The emergence of a master artist alongside his first major collection, created during a golden age of art in the nation’s capital

Renowned for his innovative work with silkscreen printing, Lou Stovall’s works are part of numerous collections, including the National Gallery of Art, Smithsonian American Art Museum, and Phillips Collection. Washington Post art critic Paul Richard once wrote, “As a printer of his own art, and of the art of many others, as a framer and installer and shepherd of collections, Stovall has inserted more art into Washington than almost anyone in town.”

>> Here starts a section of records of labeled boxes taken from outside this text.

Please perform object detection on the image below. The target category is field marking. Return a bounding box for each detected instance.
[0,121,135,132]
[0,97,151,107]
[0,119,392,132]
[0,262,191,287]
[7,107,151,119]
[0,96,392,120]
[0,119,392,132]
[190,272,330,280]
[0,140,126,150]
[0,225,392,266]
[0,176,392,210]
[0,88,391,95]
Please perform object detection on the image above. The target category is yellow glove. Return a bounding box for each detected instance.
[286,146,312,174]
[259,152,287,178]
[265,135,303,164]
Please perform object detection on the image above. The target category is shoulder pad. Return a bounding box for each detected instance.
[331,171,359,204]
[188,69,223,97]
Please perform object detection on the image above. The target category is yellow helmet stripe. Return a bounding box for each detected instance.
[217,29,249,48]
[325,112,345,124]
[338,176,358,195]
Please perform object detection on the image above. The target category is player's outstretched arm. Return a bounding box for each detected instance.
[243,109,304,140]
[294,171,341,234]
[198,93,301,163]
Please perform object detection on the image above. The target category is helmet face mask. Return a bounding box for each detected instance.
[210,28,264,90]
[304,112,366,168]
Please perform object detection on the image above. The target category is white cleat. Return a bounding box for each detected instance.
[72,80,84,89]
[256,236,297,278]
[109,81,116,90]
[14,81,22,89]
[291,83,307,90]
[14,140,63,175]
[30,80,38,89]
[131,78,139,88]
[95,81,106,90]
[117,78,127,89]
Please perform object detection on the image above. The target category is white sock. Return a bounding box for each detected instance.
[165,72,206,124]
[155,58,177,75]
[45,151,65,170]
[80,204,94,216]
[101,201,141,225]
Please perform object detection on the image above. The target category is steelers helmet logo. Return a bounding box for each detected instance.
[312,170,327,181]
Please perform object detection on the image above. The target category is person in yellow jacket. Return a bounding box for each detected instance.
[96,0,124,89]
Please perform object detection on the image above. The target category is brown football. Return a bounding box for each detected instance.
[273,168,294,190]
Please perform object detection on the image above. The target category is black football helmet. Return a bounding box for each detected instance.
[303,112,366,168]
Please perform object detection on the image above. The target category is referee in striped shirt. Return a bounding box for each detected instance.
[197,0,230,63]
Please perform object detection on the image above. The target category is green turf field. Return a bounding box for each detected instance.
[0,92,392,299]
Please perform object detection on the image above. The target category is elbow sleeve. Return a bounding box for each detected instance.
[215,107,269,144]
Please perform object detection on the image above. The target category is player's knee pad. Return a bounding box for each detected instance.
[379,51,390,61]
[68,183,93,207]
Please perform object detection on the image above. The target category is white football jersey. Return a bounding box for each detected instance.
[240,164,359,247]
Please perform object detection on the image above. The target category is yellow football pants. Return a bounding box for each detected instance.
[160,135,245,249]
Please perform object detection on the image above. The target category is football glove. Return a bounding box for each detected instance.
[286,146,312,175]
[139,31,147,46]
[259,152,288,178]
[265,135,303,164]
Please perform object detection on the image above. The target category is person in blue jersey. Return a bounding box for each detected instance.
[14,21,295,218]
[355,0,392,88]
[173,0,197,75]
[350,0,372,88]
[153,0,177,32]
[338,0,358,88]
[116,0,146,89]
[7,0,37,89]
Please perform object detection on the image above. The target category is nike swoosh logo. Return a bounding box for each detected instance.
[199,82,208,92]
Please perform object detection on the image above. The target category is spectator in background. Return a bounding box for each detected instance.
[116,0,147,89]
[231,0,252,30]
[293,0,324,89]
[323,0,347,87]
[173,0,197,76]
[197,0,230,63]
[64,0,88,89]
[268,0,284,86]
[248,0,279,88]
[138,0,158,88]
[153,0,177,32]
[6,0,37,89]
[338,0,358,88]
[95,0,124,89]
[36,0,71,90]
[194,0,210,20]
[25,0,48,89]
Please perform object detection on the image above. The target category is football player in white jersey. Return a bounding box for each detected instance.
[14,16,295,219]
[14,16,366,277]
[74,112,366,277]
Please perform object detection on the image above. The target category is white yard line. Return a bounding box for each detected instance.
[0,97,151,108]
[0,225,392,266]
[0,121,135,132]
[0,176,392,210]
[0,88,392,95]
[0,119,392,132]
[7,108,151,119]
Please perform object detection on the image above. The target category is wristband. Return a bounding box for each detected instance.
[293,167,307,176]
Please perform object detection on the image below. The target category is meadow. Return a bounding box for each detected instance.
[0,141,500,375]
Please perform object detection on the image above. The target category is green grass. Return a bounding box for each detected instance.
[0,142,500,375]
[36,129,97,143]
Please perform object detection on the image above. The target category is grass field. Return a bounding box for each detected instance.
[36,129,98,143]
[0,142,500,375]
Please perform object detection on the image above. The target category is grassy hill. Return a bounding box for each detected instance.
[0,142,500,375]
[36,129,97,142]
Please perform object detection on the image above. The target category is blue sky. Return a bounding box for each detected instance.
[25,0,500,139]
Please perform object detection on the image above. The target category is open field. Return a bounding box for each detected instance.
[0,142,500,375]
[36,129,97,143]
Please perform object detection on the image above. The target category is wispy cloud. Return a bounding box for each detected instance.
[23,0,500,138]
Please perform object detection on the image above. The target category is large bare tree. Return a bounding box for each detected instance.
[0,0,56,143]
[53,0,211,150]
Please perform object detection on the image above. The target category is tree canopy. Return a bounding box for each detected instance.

Of the Land: The Art and Poetry of Lou Stovall presents a series of prints and accompanying poems that showcase the artist’s work during the 1970s, when he was developing his unique silkscreen technique and exploring both natural and abstract elements. An introduction by the book’s editor and artist’s son, Will Stovall, along with an autobiography from the artist anchor the Of the Land series in its time and place—a period of jazz, protest, and prolific art production in Washington, DC, that birthed the Washington Color School. Stovall’s contributions, as well as his collaborations with well-known artists like Jacob Lawrence, Sam Gilliam, Elizabeth Catlett, and Robert Mangold, have cemented him as one of the most significant American artists of our age.

Part of a tradition of African American artists and thinkers who met at Howard University, Lou Stovall created the Workshop in 1968, a small, active silkscreen studio printing posters for arts and DC-focused events. His deep influence on the silkscreen medium, the art community, and DC will be part of his lasting legacy.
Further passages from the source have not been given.